¿Sabías Gaby, que cuando mi mamá nació no había teléfonos? Me dijo Pablo, mi nieto de ocho años. "¿Cómo crees, niño? ¡Claro que había!", le respondí. Discutimos unos minutos, hasta que me di cuenta de que los teléfonos a los que se refería eran los celulares: "Por esooo te digo que no había...", me contestó triunfante.
En ese momento recordé cuando era niña y escuché a mi abuela contarme sobre la llegada del teléfono, el cual se activaba con una manivela y estaba en la central de Linares, Nuevo León. También me contó cómo por las tardes limpiaban los quinqués que iluminaban la casa durante la noche. "¡Qué horror!", pensaba, y me preguntaba cómo podían vivir así...
Cuando la cara de Pablo me regresó al hoy, me di cuenta de que la historia se repite, sólo que mucho más rápido. En ese momento me percaté de lo irreal y lejano que él ve ahora aquel mundo en que vivíamos apenas ayer.
Recuerdo también escuchar, en los últimos suspiros del Siglo XX y con la emoción por la proximidad del Siglo XXI, al economista Tom Peters, quien dijo que en los primeros diez años del tercer milenio viviríamos más cambios que en toda la historia de la humanidad junta.
Mientras prestaba atención a sus palabras, vi desfilar a la humanidad desde los tiempos babilónicos, las pirámides de Egipto, los descubrimientos mayas, la Revolución Industrial, la energía atómica, el hombre en la Luna, Internet, en fin... Y ante tal predicción me sentí intimidada: "¿Será posible?".

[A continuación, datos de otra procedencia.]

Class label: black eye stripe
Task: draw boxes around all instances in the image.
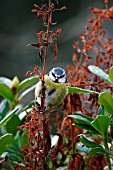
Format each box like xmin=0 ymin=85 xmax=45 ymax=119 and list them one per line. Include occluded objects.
xmin=52 ymin=72 xmax=56 ymax=78
xmin=59 ymin=74 xmax=65 ymax=78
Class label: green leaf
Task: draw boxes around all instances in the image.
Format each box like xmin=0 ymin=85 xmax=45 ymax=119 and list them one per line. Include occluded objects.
xmin=98 ymin=92 xmax=113 ymax=114
xmin=98 ymin=106 xmax=104 ymax=115
xmin=0 ymin=108 xmax=19 ymax=128
xmin=0 ymin=133 xmax=14 ymax=154
xmin=0 ymin=77 xmax=12 ymax=87
xmin=19 ymin=84 xmax=36 ymax=100
xmin=80 ymin=136 xmax=102 ymax=148
xmin=0 ymin=83 xmax=14 ymax=102
xmin=18 ymin=76 xmax=39 ymax=91
xmin=88 ymin=65 xmax=112 ymax=84
xmin=0 ymin=99 xmax=10 ymax=118
xmin=68 ymin=87 xmax=99 ymax=94
xmin=73 ymin=123 xmax=99 ymax=134
xmin=88 ymin=147 xmax=106 ymax=156
xmin=18 ymin=134 xmax=28 ymax=148
xmin=6 ymin=114 xmax=21 ymax=135
xmin=68 ymin=115 xmax=91 ymax=125
xmin=91 ymin=115 xmax=110 ymax=134
xmin=109 ymin=66 xmax=113 ymax=83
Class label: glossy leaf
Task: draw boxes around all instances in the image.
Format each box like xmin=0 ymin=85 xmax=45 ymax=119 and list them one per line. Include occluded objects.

Ahora lo que me intimida es darme cuenta que Peters tenía razón, no obstante ha pasado ¡sólo una década! En efecto, los cambios que hemos vivido han sido como el minuto de caída libre que experimenté al tirarme de un avión en paracaídas: eterno y fugaz.
Aún dentro de esa rapidez con que transcurre el tiempo, recuerdo que cada enero me he propuesto cambiar algo de mi persona, de mi conducta, de mis metas, de mis hábitos y demás. Y quiero pensar que después de tantas buenas intenciones, al menos algo permeó en mí... ¡espero!, no lo sé. Lo que sí puedo asegurar es que muchos otros propósitos no los he cumplido.
Antes, acostumbrada al ritmo pausado de los cambios, me era posible "estar al día" con tan sólo estar al tanto del nuevo modelo de una cámara o de un aparato doméstico. En algún momento, esa misma inercia me hizo sentir que en la actualidad podría seguir sin dificultad los cambios radicales del día a día.
Sin embargo, llegó un punto en el que sentía una gran ansiedad al enterarme no sólo del nuevo modelo de una cámara o de un celular -que ya ni siquiera se daba en el lapso de un año-, sino de las miles de aplicaciones nuevas, juegos, softwares, gadgets y demás cosas que hoy tenemos al alcance. Me di cuenta entonces de que a menos que seas un techno-freak, materialmente es imposible "estar al día", por lo que decidí no angustiarme más y sólo seguir aquello que me interesaba.
De la misma manera, hoy ya no pretendo caer en la trampa de los mil propósitos y el entusiasmo inicial del mes de enero (además misteriosamente ese entusiasmo es el que acaba por sabotear mis aspiraciones), por lo que hoy sólo me propongo una cosa: vivir el momento. Disfrutar sin prisa de cada instante; pensar que para cada cosa que realizo tengo todo el tiempo del mundo, sea trabajo, tiempo de familia, de amigos.
Te invito a hacerlo porque si algo hemos aprendido es que todo, todo pasa más rápido de lo que pensamos y quizá cuando menos lo imaginemos, un nieto incrédulo nos platique que cuando su papá nació no había Internet, X-Box o cine en 3D. Y lo único que nos quedará en esa vorágine del tiempo es la esperanza de haber vivido plenamente cada momento.